Key Features & Innovations

  • Effective MoE Architecture: Wan 2.2 integrates a Mixture-of-Experts (MoE) architecture into the video diffusion model. Specialized expert models handle different stages of the denoising process, increasing model capacity without raising computational costs. The model has 27B total parameters with only 14B active during any given step.

  • Cinematic-Level Aesthetics: Trained on a meticulously curated dataset with detailed labels for cinematic properties like lighting, composition, and color tone. This allows generation of videos with precise and controllable artistic styles, achieving a professional, cinematic look.

  • Complex Motion Generation: Trained on a vastly expanded dataset (+65.6% more images and +83.2% more videos compared to Wan 2.1), Wan 2.2 demonstrates superior ability to generate complex and realistic motion with enhanced generalization across motions, semantics, and aesthetics.

  • Custom LoRA Support: This variant supports user-provided LoRA weights for fine-grained style and motion control. Three separate LoRA input channels are available:

    • high_noise_loras — Applied to the high-noise expert (transformer stage), influencing overall structure and layout.
    • low_noise_loras — Applied to the low-noise expert (transformer_2 stage), influencing fine details and textures.
    • loras — General-purpose LoRA input where the module is auto-inferred from the safetensors filename.
  • VSR-Enhanced Output: All output videos are delivered at 30 fps. When 720p resolution is selected, the model leverages Video Super Resolution to upscale from a 480p base generation, preserving fine details while achieving higher resolution output.

Model Architecture

The architecture is built upon the Diffusion Transformer (DiT) paradigm with a Mixture-of-Experts (MoE) framework:

  1. High-Noise Expert: Activated during initial denoising stages, establishing overall structure and layout.
  2. Low-Noise Expert: Activated in later stages, refining details, textures, and fine-grained motion.

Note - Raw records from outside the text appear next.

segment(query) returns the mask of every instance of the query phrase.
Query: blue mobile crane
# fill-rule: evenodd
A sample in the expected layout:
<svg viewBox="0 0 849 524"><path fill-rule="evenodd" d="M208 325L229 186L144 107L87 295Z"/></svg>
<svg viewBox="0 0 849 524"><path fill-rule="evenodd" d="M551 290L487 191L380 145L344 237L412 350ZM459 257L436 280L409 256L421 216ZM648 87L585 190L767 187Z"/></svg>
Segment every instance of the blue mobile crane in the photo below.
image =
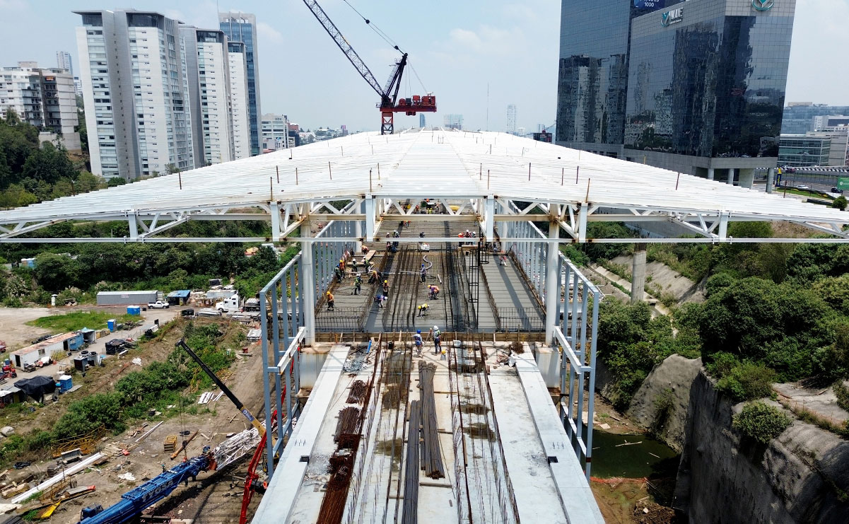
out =
<svg viewBox="0 0 849 524"><path fill-rule="evenodd" d="M260 436L265 437L265 427L245 407L245 404L236 397L233 392L230 391L230 388L221 379L216 376L209 366L200 359L200 357L192 351L183 339L176 346L177 347L183 348L183 351L188 353L188 356L200 366L204 372L221 388L221 391L227 395L228 398L235 404L245 418L256 428ZM81 520L77 524L121 524L123 522L129 522L141 515L142 511L146 508L171 494L171 492L174 491L174 488L180 482L186 482L188 486L189 478L194 481L198 473L208 470L214 470L215 469L215 458L209 452L208 447L205 448L203 454L186 460L163 472L155 478L148 481L138 487L127 492L121 496L121 502L115 505L110 506L105 510L99 505L84 508L80 514Z"/></svg>
<svg viewBox="0 0 849 524"><path fill-rule="evenodd" d="M205 453L175 465L165 473L121 496L121 502L104 510L98 505L82 510L78 524L121 524L129 522L146 508L165 499L180 482L188 485L201 471L215 469L211 453Z"/></svg>

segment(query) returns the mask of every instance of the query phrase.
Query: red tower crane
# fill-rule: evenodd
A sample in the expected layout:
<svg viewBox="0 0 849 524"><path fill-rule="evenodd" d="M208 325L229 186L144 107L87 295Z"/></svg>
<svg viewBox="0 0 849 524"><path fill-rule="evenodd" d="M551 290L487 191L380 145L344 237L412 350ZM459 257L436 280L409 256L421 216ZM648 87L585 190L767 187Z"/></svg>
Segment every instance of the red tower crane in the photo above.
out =
<svg viewBox="0 0 849 524"><path fill-rule="evenodd" d="M315 15L316 19L322 25L322 27L324 28L327 34L330 35L330 37L336 42L336 45L342 50L342 53L345 54L345 56L347 57L354 68L357 69L357 72L368 82L372 89L380 95L380 102L377 104L378 109L380 110L380 134L392 134L395 128L396 113L405 113L413 116L419 111L429 113L435 113L436 111L436 97L433 96L433 93L429 93L424 96L414 95L411 99L401 99L398 100L398 90L401 88L401 76L404 73L404 68L407 67L406 53L402 53L401 59L396 62L395 69L386 82L386 85L381 87L380 83L374 77L374 75L372 74L371 70L369 70L368 66L365 65L360 55L357 54L357 51L354 51L354 48L351 47L351 44L345 39L341 31L339 31L336 25L327 15L324 9L318 5L318 3L316 0L304 0L304 3L310 8L310 11ZM366 24L370 23L368 19L363 20L365 20ZM395 49L401 53L398 46L395 46Z"/></svg>

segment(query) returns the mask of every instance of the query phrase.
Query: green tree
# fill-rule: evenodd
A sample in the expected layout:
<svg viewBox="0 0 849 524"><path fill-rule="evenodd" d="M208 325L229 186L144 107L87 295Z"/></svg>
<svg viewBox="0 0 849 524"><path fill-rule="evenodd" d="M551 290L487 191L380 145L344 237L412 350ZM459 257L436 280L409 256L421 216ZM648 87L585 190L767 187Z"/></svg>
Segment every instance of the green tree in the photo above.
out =
<svg viewBox="0 0 849 524"><path fill-rule="evenodd" d="M24 163L23 175L48 183L56 183L61 178L76 178L76 171L64 147L57 148L49 142L33 151Z"/></svg>
<svg viewBox="0 0 849 524"><path fill-rule="evenodd" d="M59 292L79 282L80 267L65 255L41 253L36 256L36 279L46 290Z"/></svg>

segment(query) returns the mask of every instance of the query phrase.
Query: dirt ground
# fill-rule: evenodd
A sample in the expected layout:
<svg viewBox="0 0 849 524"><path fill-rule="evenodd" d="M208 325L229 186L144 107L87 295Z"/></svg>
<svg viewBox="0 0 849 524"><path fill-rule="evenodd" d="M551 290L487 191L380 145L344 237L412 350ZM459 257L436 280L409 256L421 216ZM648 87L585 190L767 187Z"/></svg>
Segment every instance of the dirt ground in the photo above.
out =
<svg viewBox="0 0 849 524"><path fill-rule="evenodd" d="M655 502L646 484L591 483L593 494L607 524L673 524L678 522L671 508ZM648 512L646 512L648 510Z"/></svg>
<svg viewBox="0 0 849 524"><path fill-rule="evenodd" d="M216 320L220 322L220 319ZM146 363L151 359L164 359L173 348L181 333L180 329L171 330L165 334L161 341L149 344L144 350L143 359L146 359ZM230 368L232 373L226 383L256 416L261 417L261 352L258 347L254 347L252 353L252 357L237 358ZM126 369L132 370L132 368L135 367L132 364L127 364L128 368L126 368L124 363L120 365L115 363L113 363L106 368L93 369L93 371L96 373L90 372L85 379L87 382L85 386L87 392L110 388L120 378L121 374L127 373ZM30 428L45 427L46 425L49 425L64 413L65 410L59 404L73 400L64 397L67 396L60 397L59 403L56 405L46 406L39 409L37 414L20 421L18 427L25 432ZM94 485L97 490L85 497L63 504L49 521L63 524L76 523L79 521L80 510L83 507L101 504L106 508L117 502L124 493L161 473L163 463L166 467L176 464L183 455L171 460L169 458L170 454L163 452L163 440L167 435L179 436L183 431L192 432L198 431L197 437L188 444L186 451L186 454L191 458L200 454L204 446L214 448L225 440L227 435L246 428L247 422L227 397L222 397L217 402L210 403L205 408L206 409L202 409L196 415L183 414L169 419L127 456L119 456L98 469L91 469L76 475L79 486ZM144 431L155 425L155 423L150 423ZM118 436L109 436L101 443L103 445L116 443L122 448L130 447L143 432L130 437L129 431L132 429L134 428L131 427ZM177 438L178 442L181 442L184 437ZM197 523L218 524L238 521L242 501L241 479L245 476L249 460L250 454L223 471L200 474L197 482L190 482L188 487L178 487L168 498L153 506L149 512L157 516L167 515L177 518L194 519L194 522ZM43 470L48 465L49 462L43 462L31 468ZM118 478L119 475L127 472L132 473L136 481L127 482ZM237 485L231 487L231 482L234 477L238 477ZM258 495L254 497L252 510L258 505L259 499Z"/></svg>

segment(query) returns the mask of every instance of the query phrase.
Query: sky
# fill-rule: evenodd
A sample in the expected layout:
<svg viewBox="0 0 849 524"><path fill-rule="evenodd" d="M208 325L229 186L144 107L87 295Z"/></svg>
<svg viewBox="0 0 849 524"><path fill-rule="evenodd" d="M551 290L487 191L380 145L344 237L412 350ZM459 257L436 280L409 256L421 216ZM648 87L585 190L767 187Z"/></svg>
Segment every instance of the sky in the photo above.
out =
<svg viewBox="0 0 849 524"><path fill-rule="evenodd" d="M557 108L560 0L348 0L405 52L401 96L432 92L439 112L462 114L467 129L503 131L507 105L518 126L550 126ZM574 1L574 0L571 0ZM588 0L592 1L592 0ZM777 0L779 1L779 0ZM781 0L790 1L790 0ZM301 0L0 0L0 65L37 61L55 66L56 51L77 66L77 9L134 8L217 28L216 11L256 15L263 113L288 115L303 128L380 128L379 101ZM328 15L384 84L398 52L343 0L320 0ZM849 0L797 0L787 98L849 104ZM419 81L420 79L420 81ZM396 127L417 126L396 116Z"/></svg>

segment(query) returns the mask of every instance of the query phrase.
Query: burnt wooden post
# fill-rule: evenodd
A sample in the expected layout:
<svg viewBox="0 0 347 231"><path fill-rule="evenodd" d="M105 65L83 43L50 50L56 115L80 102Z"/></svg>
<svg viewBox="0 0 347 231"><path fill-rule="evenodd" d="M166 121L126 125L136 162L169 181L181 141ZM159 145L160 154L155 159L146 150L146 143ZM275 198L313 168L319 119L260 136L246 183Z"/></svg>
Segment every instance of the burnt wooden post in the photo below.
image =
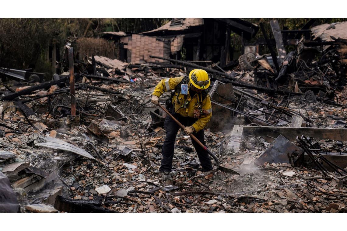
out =
<svg viewBox="0 0 347 231"><path fill-rule="evenodd" d="M225 66L227 63L228 55L229 54L229 47L230 46L230 28L227 27L226 31L225 32L225 44L224 47L222 48L222 52L221 54L220 65L221 66Z"/></svg>
<svg viewBox="0 0 347 231"><path fill-rule="evenodd" d="M196 60L198 61L200 60L200 47L201 43L201 39L199 38L197 41L197 50L196 50Z"/></svg>
<svg viewBox="0 0 347 231"><path fill-rule="evenodd" d="M71 93L71 115L76 115L76 98L75 95L75 73L74 68L74 48L65 46L67 50L70 73L70 91Z"/></svg>
<svg viewBox="0 0 347 231"><path fill-rule="evenodd" d="M264 29L264 25L263 24L263 23L261 23L259 24L259 26L260 27L260 29L261 29L261 32L263 33L263 35L264 35L264 37L265 39L265 41L266 41L266 43L268 44L268 47L269 47L269 49L270 50L270 53L271 53L271 57L272 58L272 61L273 62L273 64L275 65L275 67L276 68L276 70L277 71L277 73L278 73L280 71L280 67L278 65L278 63L277 62L277 58L276 56L276 53L275 53L275 51L273 50L273 49L271 45L270 40L268 38L268 36L266 34L266 32L265 31L265 29Z"/></svg>
<svg viewBox="0 0 347 231"><path fill-rule="evenodd" d="M270 26L273 34L273 37L276 41L276 48L277 50L277 54L279 56L281 62L283 61L286 56L286 50L283 44L283 37L282 37L280 25L277 20L271 20L270 21Z"/></svg>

The transition between experts is dynamically determined by the signal-to-noise ratio (SNR) during generation. Custom LoRA weights can be applied to each expert independently, enabling precise control over different aspects of the generation pipeline.

Intended Use & Applications

  • Stylized Video Production: Generating videos with custom visual styles by applying LoRA weights trained on specific aesthetic data.
  • Character & Subject Consistency: Using identity-preserving LoRAs to maintain consistent characters across multiple video generations.
  • Cinematic Video Production: Generating high-fidelity video clips from reference images for short films, advertisements, or social media content.
  • Creative Experimentation: Combining multiple LoRAs to explore novel visual effects and motion styles.
  • Academic Research: Serving as a powerful foundation model for researchers exploring LoRA-based fine-tuning techniques in video generation.